I have no idea how many of my colleagues (including the ones I do not know) give much thought to using injurious language in what they write. One friend once suggested that, whenever I am writing about someone (positively or negatively), I should try to assume the point of view of how that person will actually read what I write. Since I tend to write pieces longer than the ones that show up in print, this includes the question of how much attention that person will pay, just like any other reader.

One consequences is that, whenever possible, I try to begin by finding something positive to say. Sometimes I feel that, if I put enough attention on the positive, the negative will take care of itself. This may amount to a passive-aggressive approach to an observation made by the anthropologist Pierre Bourdieu in trying to identify a cross-cultural universal:
There is nothing worse than to pass unnoticed: thus, not to salute someone is to treat him like a thing, an animal, or a woman.

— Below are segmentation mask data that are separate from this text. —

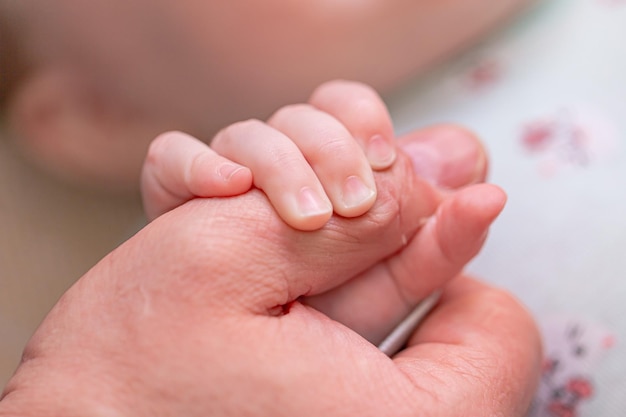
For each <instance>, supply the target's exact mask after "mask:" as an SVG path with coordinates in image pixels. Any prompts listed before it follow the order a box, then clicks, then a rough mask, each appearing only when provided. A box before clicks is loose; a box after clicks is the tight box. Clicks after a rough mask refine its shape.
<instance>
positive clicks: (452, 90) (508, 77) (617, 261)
mask: <svg viewBox="0 0 626 417" xmlns="http://www.w3.org/2000/svg"><path fill="white" fill-rule="evenodd" d="M625 43H626V1H625V0H552V1H544V2H539V3H538V4H536V5H535V6H533V7H532V8H531V9H530V10H529V11H528V12H527V13H526V14H525V15H523V16H521V18H520V19H519V20H517V21H516V22H514V23H513V24H512V25H511V26H510V27H508V28H507V29H505V30H504V31H502V32H501V33H499V34H497V35H496V36H494V37H492V38H491V39H489V40H487V41H485V42H483V43H482V44H481V45H479V46H478V47H477V48H474V49H473V50H471V51H469V52H467V53H465V54H463V56H460V57H458V58H457V59H455V60H453V61H452V62H449V63H447V64H446V65H444V66H442V68H439V69H438V70H437V71H435V72H434V73H433V74H432V75H431V76H429V77H427V78H426V79H421V80H420V81H418V82H416V83H415V84H413V85H410V86H408V88H407V89H406V90H404V91H402V92H400V93H399V94H396V95H395V96H393V97H390V98H389V100H388V102H389V104H390V108H391V113H392V117H393V118H394V121H395V123H396V126H397V129H398V132H399V133H402V132H404V131H408V130H410V129H413V128H415V127H419V126H424V125H429V124H432V123H439V122H453V123H458V124H461V125H464V126H468V127H469V128H471V129H472V130H474V131H475V132H477V133H478V134H479V135H480V136H481V137H482V138H483V139H484V140H485V142H486V143H487V146H488V149H489V152H490V154H491V159H492V166H491V176H490V180H491V182H494V183H496V184H498V185H501V186H502V187H503V188H504V189H505V191H506V192H507V193H508V195H509V201H508V205H507V207H506V208H505V211H504V213H503V215H502V217H501V218H500V219H499V220H498V221H497V223H496V224H495V226H494V227H493V230H492V233H491V235H490V239H489V241H488V243H487V245H486V248H485V249H484V251H483V252H482V253H481V255H480V256H479V257H478V259H477V260H476V261H475V262H473V263H472V264H471V265H470V268H469V270H470V271H471V272H473V273H475V274H478V275H479V276H482V277H483V278H485V279H487V280H489V281H491V282H493V283H496V284H497V285H500V286H502V287H505V288H508V289H510V290H511V291H513V292H514V293H515V294H516V295H517V296H518V297H519V298H520V299H521V300H522V301H523V302H524V303H525V304H526V305H527V306H528V307H529V308H530V309H531V311H532V312H533V313H534V314H535V315H536V317H537V318H538V320H539V322H540V323H541V324H542V326H543V327H544V333H545V341H546V351H547V357H546V370H545V374H544V380H543V381H542V387H541V389H540V393H539V394H538V400H537V403H536V406H535V409H534V410H533V414H532V415H533V416H558V417H565V416H572V417H573V416H580V417H584V416H589V417H592V416H593V417H597V416H622V415H624V414H625V413H626V343H625V342H626V341H625V340H624V339H625V337H624V335H626V282H625V281H626V279H625V278H626V272H625V271H626V47H625V46H624V44H625ZM555 360H557V361H558V366H557V367H556V368H555V367H554V365H555V364H556V362H555ZM551 365H552V366H551Z"/></svg>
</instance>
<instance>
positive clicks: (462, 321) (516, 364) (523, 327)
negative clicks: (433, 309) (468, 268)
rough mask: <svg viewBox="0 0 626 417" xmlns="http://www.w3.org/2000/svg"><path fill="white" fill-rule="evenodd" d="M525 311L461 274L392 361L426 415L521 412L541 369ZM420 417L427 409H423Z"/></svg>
mask: <svg viewBox="0 0 626 417" xmlns="http://www.w3.org/2000/svg"><path fill="white" fill-rule="evenodd" d="M541 357H542V355H541V343H540V337H539V333H538V331H537V328H536V325H535V323H534V321H533V319H532V317H531V316H530V314H529V313H528V312H527V311H526V310H525V309H524V308H523V307H522V306H521V305H520V304H519V302H517V300H515V299H514V298H513V297H512V296H511V295H510V294H508V293H506V292H505V291H503V290H499V289H495V288H492V287H489V286H487V285H486V284H484V283H481V282H478V281H476V280H473V279H470V278H467V277H461V278H459V279H457V280H455V281H453V282H452V283H451V284H450V285H449V286H448V288H446V290H445V291H444V294H443V297H442V299H441V302H440V303H439V305H438V306H437V307H436V308H435V310H433V312H432V313H431V314H430V315H429V316H428V317H427V319H426V320H425V321H424V323H423V324H422V325H421V326H420V327H419V329H418V331H417V332H416V333H415V335H414V336H413V338H412V339H411V340H410V342H409V346H408V347H407V348H406V349H405V350H403V351H401V352H400V353H399V354H398V355H397V356H396V357H395V358H394V362H395V363H396V365H397V366H398V367H399V368H400V369H401V370H402V371H403V372H404V373H405V374H406V375H407V377H408V378H409V379H410V380H411V382H412V383H413V385H414V386H415V387H416V388H417V390H418V391H419V392H424V393H428V394H429V395H424V400H425V404H424V405H425V408H424V410H430V412H431V413H432V414H433V415H442V416H452V415H493V416H498V415H506V416H520V417H521V416H524V415H526V412H527V410H528V407H529V405H530V402H531V399H532V396H533V393H534V391H535V387H536V384H537V382H538V379H539V374H540V366H541ZM424 414H429V413H428V412H426V411H425V413H424Z"/></svg>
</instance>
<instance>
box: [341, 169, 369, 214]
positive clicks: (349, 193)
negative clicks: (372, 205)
mask: <svg viewBox="0 0 626 417" xmlns="http://www.w3.org/2000/svg"><path fill="white" fill-rule="evenodd" d="M375 195H376V191H374V190H373V189H371V188H370V187H368V186H367V185H365V183H364V182H363V180H362V179H361V178H359V177H357V176H356V175H353V176H350V177H348V178H347V179H346V182H345V183H344V185H343V194H342V196H341V197H342V201H343V204H344V207H345V208H347V209H350V208H355V207H359V206H361V205H362V204H363V203H365V202H367V201H368V200H370V199H372V198H373V197H374V196H375Z"/></svg>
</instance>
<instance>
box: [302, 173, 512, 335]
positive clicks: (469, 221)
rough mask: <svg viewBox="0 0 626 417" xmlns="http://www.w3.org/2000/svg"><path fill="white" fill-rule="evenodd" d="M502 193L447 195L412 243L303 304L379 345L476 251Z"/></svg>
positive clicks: (479, 189) (488, 223) (450, 278)
mask: <svg viewBox="0 0 626 417" xmlns="http://www.w3.org/2000/svg"><path fill="white" fill-rule="evenodd" d="M505 198H506V197H505V195H504V193H503V192H502V191H501V190H500V189H499V188H498V187H496V186H493V185H490V184H479V185H474V186H472V187H469V188H467V189H463V190H461V191H458V192H457V193H454V194H451V195H450V196H448V197H447V198H446V199H445V200H444V201H443V202H442V204H441V206H440V207H439V208H438V210H437V212H436V214H435V215H434V216H433V217H431V218H429V219H428V220H427V221H426V222H425V224H424V225H423V226H422V228H421V229H420V230H419V232H418V233H417V234H416V236H415V237H414V238H413V239H407V241H406V244H405V246H404V247H403V248H402V249H401V250H399V251H397V252H395V253H394V254H393V255H392V256H390V257H388V258H387V259H386V260H385V261H384V262H381V263H380V264H379V265H376V266H375V267H373V268H371V269H368V270H367V271H365V272H364V273H362V274H360V275H358V276H356V277H354V278H352V279H351V280H350V281H348V282H346V283H345V284H343V285H342V286H339V287H337V288H335V289H332V290H330V291H328V292H326V293H323V294H319V295H316V296H314V297H308V298H306V299H305V302H306V303H307V304H309V305H311V306H313V307H315V308H317V309H318V310H320V311H322V312H324V313H325V314H326V315H328V316H329V317H331V318H333V319H334V320H337V321H339V322H341V323H343V324H345V325H346V326H348V327H350V328H351V329H353V330H355V331H356V332H358V333H359V334H361V335H362V336H363V337H365V338H366V339H368V340H370V341H371V342H372V343H374V344H378V343H379V342H381V341H382V339H383V338H384V337H385V336H386V335H387V334H388V333H389V332H390V331H391V330H392V329H393V327H394V326H395V325H397V324H398V323H399V322H400V321H401V320H402V319H403V318H404V317H405V316H406V315H407V314H408V313H409V312H410V311H411V310H412V309H413V308H414V307H415V305H416V304H417V303H418V302H419V301H420V300H422V299H423V298H425V297H427V296H428V295H429V294H430V293H432V292H433V291H434V290H435V289H438V288H441V287H442V286H444V285H445V284H446V283H447V282H448V281H449V280H451V279H452V278H454V277H455V276H456V275H457V274H458V273H459V272H460V271H461V270H462V269H463V268H464V267H465V265H466V264H467V262H469V261H470V260H471V259H472V258H473V257H474V256H475V255H476V254H477V253H478V251H479V250H480V248H481V247H482V245H483V242H484V240H485V237H486V235H487V231H488V230H489V227H490V225H491V224H492V222H493V221H494V220H495V219H496V217H497V216H498V214H499V213H500V211H501V210H502V208H503V206H504V201H505Z"/></svg>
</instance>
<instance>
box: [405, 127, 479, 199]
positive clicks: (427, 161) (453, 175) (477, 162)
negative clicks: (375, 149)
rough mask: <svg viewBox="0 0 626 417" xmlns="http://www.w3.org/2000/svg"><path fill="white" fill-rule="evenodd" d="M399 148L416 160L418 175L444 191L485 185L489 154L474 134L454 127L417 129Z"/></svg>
mask: <svg viewBox="0 0 626 417" xmlns="http://www.w3.org/2000/svg"><path fill="white" fill-rule="evenodd" d="M397 143H398V146H399V147H400V149H401V150H402V151H403V152H404V153H406V154H407V155H408V156H409V157H410V158H411V160H412V161H413V166H414V169H415V173H416V174H417V175H419V176H420V177H422V178H424V179H426V180H428V181H430V182H432V183H433V184H435V185H437V186H439V187H442V188H445V189H457V188H461V187H464V186H466V185H470V184H476V183H480V182H483V181H484V180H485V178H486V176H487V171H488V158H487V152H486V150H485V148H484V146H483V145H482V143H481V141H480V140H479V138H478V137H477V136H476V135H474V134H473V133H472V132H470V131H468V130H467V129H464V128H462V127H459V126H455V125H449V124H446V125H436V126H431V127H427V128H423V129H417V130H415V131H412V132H410V133H407V134H405V135H403V136H401V137H400V138H398V141H397Z"/></svg>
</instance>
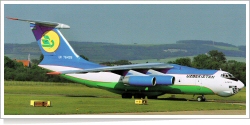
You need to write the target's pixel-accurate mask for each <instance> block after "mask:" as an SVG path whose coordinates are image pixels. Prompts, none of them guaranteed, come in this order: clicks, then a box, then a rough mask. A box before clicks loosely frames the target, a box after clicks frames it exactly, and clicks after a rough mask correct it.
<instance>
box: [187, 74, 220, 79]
mask: <svg viewBox="0 0 250 125" xmlns="http://www.w3.org/2000/svg"><path fill="white" fill-rule="evenodd" d="M186 77H187V78H209V79H213V78H214V77H215V76H214V75H187V76H186Z"/></svg>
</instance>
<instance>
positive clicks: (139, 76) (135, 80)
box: [122, 76, 156, 86]
mask: <svg viewBox="0 0 250 125" xmlns="http://www.w3.org/2000/svg"><path fill="white" fill-rule="evenodd" d="M122 82H123V83H125V84H129V85H134V86H155V85H156V78H155V77H153V76H125V77H124V78H123V80H122Z"/></svg>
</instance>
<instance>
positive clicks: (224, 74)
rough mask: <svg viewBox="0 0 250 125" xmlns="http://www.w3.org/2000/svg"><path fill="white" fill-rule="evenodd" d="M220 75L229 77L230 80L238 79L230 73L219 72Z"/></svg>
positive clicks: (234, 80)
mask: <svg viewBox="0 0 250 125" xmlns="http://www.w3.org/2000/svg"><path fill="white" fill-rule="evenodd" d="M221 77H223V78H226V79H231V80H234V81H238V79H236V78H235V77H234V76H233V75H232V74H230V73H223V74H221Z"/></svg>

Another strategy I use is to draw upon the positive as context for discussing the negative. This amounts to giving the performer(s) credit for getting things right part of the time and then speculating on why the technique could not carry over into the rest of the time. There are also occasions when, due to the novelty of the experience, I have not felt equipped to make the transition from perception to judgment. I actually tend to enjoy such situations, because they compel me to put all of my energy into description. I figure that, if I do my job well enough, then there is nothing wrong with my implying that the reader should then make up his/her own mind. After all, that is what any of my readers who take listening seriously are going to do in any case!